Search code examples
keraslstmrecurrent-neural-network

How to stack same RNN for every layer?


I would like to know how to stack many layers of RNN but every layer are the same RNN. I want every layer share the same weight. I have read stack LSTM and RNN, but I found that each layer was not the same.

1 layer code:

inputs = keras.Input(shape=(maxlen,), batch_size = batch_size)

Emb_layer = layers.Embedding(max_features,word_dim)
Emb_output = Emb_layer(inputs)

first_layer = layers.SimpleRNN(n_hidden,use_bias=True,return_sequences=False,stateful =False)
first_layer_output = first_layer(Emb_output)

dense_layer = layers.Dense(1, activation='sigmoid')
dense_output = dense_layer(first_layer_output )

model = keras.Model(inputs=inputs, outputs=dense_output)
model.summary()

enter image description here RNN 1 layer

inputs = keras.Input(shape=(maxlen,), batch_size = batch_size)

Emb_layer = layers.Embedding(max_features,word_dim)
Emb_output = Emb_layer(inputs)

first_layer = layers.SimpleRNN(n_hidden,use_bias=True,return_sequences=True,stateful =True)
first_layer_output = first_layer(Emb_output)
first_layer_state = first_layer.states

second_layer = layers.SimpleRNN(n_hidden,use_bias=True,return_sequences=False,stateful =False)
second_layer_set_state = second_layer(first_layer_output, initial_state=first_layer_state)

dense_layer = layers.Dense(1, activation='sigmoid')
dense_output = dense_layer(second_layer_set_state )

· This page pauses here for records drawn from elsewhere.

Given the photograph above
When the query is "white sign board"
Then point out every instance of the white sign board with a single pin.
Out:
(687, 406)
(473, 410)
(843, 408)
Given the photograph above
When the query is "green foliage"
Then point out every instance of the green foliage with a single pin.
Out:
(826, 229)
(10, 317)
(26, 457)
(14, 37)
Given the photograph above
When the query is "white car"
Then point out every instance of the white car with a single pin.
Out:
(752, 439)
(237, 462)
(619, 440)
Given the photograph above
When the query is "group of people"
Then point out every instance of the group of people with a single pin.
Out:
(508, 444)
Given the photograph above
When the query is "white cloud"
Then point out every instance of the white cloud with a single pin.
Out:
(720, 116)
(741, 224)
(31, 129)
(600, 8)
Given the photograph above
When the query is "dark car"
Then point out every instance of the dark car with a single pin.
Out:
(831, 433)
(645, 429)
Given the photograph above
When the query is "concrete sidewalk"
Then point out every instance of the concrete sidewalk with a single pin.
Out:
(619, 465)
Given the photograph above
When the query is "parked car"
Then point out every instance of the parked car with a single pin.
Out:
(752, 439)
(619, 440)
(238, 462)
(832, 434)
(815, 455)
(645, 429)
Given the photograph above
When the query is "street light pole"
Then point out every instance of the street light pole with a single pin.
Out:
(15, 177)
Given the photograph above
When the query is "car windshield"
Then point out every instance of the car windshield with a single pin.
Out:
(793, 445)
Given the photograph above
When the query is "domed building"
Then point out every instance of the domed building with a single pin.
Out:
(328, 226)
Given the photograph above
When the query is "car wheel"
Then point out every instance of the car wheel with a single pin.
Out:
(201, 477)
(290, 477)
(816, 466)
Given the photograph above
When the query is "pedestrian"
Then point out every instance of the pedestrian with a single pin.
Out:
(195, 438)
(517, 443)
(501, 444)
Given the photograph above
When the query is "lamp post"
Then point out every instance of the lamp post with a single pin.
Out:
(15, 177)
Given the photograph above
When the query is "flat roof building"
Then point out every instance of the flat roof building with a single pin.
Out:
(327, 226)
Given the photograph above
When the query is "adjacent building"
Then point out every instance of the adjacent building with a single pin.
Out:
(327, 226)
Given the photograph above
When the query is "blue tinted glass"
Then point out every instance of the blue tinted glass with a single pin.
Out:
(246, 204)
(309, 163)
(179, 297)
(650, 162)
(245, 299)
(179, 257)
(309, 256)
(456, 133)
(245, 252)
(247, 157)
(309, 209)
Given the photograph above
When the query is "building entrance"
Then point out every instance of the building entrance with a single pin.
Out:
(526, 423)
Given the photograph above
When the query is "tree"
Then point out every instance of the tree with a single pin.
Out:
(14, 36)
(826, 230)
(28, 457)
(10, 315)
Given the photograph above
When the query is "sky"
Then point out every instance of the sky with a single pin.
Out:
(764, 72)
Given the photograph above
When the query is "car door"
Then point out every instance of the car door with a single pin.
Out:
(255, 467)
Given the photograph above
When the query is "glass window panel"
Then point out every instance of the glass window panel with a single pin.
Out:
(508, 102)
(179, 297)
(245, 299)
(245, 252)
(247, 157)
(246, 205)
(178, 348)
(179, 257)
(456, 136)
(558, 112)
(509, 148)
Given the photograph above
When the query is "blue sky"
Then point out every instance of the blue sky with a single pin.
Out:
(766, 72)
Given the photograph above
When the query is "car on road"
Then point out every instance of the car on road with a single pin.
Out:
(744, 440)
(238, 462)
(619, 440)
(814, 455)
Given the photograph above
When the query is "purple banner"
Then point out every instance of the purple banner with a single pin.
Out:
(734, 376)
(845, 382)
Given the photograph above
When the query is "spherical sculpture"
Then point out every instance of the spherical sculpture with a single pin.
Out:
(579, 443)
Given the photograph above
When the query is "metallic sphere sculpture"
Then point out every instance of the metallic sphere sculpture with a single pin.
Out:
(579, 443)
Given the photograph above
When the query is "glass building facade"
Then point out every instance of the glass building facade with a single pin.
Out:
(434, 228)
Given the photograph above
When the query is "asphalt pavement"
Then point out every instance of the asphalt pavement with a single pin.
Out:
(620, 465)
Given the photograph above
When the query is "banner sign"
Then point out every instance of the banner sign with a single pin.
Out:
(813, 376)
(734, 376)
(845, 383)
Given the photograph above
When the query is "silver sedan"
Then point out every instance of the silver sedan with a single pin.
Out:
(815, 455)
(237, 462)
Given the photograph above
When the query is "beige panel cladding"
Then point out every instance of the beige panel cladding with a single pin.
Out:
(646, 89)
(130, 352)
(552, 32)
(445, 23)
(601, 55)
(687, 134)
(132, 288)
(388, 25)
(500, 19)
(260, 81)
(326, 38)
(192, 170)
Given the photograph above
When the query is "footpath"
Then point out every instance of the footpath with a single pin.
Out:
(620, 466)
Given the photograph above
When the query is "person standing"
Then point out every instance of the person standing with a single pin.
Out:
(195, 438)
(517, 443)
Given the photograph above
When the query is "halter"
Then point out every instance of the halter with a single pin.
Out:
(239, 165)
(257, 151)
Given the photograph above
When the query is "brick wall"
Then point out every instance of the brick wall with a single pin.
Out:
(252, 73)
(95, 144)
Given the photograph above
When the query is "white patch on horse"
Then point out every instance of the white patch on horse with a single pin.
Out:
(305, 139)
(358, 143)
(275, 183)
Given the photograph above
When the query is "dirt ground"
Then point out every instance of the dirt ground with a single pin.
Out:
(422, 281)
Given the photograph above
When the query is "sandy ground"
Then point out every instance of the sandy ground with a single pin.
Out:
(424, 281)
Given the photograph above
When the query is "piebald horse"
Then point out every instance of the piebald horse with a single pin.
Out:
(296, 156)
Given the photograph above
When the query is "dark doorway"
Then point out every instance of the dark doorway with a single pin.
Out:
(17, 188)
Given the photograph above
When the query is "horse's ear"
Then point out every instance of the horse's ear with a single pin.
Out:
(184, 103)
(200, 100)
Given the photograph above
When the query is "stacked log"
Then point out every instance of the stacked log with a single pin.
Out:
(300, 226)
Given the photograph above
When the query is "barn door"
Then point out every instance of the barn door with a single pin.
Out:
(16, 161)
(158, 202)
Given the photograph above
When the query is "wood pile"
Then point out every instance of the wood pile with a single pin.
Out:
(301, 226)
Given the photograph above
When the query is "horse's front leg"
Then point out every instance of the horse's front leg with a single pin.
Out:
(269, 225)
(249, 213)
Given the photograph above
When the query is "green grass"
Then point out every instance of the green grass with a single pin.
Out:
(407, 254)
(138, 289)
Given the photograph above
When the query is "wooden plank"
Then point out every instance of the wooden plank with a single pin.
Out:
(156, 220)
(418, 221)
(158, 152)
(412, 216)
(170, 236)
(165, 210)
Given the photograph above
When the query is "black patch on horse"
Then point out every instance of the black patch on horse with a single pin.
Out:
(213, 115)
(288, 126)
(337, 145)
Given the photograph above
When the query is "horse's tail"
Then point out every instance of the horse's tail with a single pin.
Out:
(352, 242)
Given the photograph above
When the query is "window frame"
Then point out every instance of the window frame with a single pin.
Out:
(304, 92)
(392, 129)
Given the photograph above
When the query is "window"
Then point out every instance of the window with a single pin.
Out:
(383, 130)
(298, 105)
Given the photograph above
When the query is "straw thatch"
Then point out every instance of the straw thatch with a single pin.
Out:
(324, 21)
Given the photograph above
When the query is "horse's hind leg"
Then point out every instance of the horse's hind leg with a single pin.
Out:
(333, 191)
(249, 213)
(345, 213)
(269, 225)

model = keras.Model(inputs=inputs, outputs=dense_output)
model.summary()

enter image description here Stack RNN 2 layer.

For example, I want to build two layers RNN, but the first layer and the second must have the same weight, such that when I update the weight in the first layer the second layer must be updated and share the same value. As far as I know, TF has RNN.state. It returns the value from the previous layer. However, when I use this, it seems that each layer is treated independently. The 2-layer RNN that I want should have trainable parameters equal to the 1-layer since they shared the same weight, but this did not work.


Solution

  • You can view the layer object as a container for the weights that knows how to apply the weights. You can use the layer object as many times as you want. Assuming the embedding and the RNN dimension are the same, you can do:

    states = Emb_layer(inputs)
    first_layer = layers.SimpleRNN(n_hidden, use_bias=True, return_sequences=True)
    for _ in range(10):
        states = first_layer(states)
    

    There is no reason to set stateful to true. This is used when you split long sequences into multiple batches and what the RNN to remember the state between batches, so you do not have yo manually set initial states. You can get the final state of the RNN (that you wany you want to use for classification) by simply indexing the last position from states.